Somut olay yönünden maddi vakıanın (davalının açma mı, yoksa işgal suçunu mu işlediğinin) tespiti için ceza mahkemesi kararının varlığı önem arz etmekte ise de, uyap kayıtlarından bozmaya konu ceza mahkemesi kararında davalı eyleminin işgal ve faydalanma olarak nitelendirildiği ve eylemine uyan 6831 sayılı yasanın 93/1–2 maddesi uyarınca ertelemeli ceza verildiği, kararın bu şekilde 17.01.2013 tarihinde onanarak kesinleştiği anlaşılmaktadır. Bu durumda ceza mahkemesi kararının beklenilmesine gerek bulunmamaktadır.

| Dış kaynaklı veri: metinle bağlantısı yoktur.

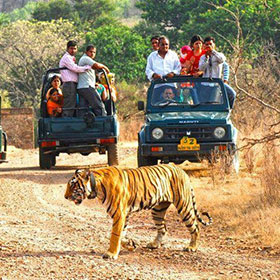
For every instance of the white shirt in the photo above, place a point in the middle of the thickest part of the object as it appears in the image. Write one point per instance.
(162, 66)
(86, 79)
(212, 66)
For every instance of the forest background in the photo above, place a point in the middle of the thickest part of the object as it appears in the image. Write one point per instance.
(33, 38)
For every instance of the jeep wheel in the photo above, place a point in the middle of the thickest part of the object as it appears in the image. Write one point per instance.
(45, 160)
(145, 161)
(112, 154)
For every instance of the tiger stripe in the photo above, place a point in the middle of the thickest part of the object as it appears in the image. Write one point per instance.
(126, 190)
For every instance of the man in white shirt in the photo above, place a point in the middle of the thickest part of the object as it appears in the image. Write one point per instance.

Açıklanan gerekçelerle, ceza davasında verilen kararın kesinleşmiş olması nedeniyle beklenmesine gerek olmadığı, direnme kararının bu yönüyle usul ve yasaya uygun olduğundan onanması gerekmiştir.
SONUÇ: Davacı vekilinin temyiz itirazlarının reddi ile direnme kararının yukarıda açıklanan ilave gerekçelerle ONANMASINA, gerekli temyiz ilam harcı peşin alındığından başkaca harç alınmasına mahal olmadığına, 6217 sayılı Kanunun 30. maddesi ile 6100 sayılı Hukuk Muhakemeleri Kanunu’na eklenen “Geçici madde 3” atfıyla uygulanmakta olan 1086 sayılı Hukuk Usulü Muhakemeleri Kanunu’nun 440/III maddesi uyarınca karar düzeltme yolu kapalı olmak üzere 15.11.2013 gününde oybirliğiyle karar verildi.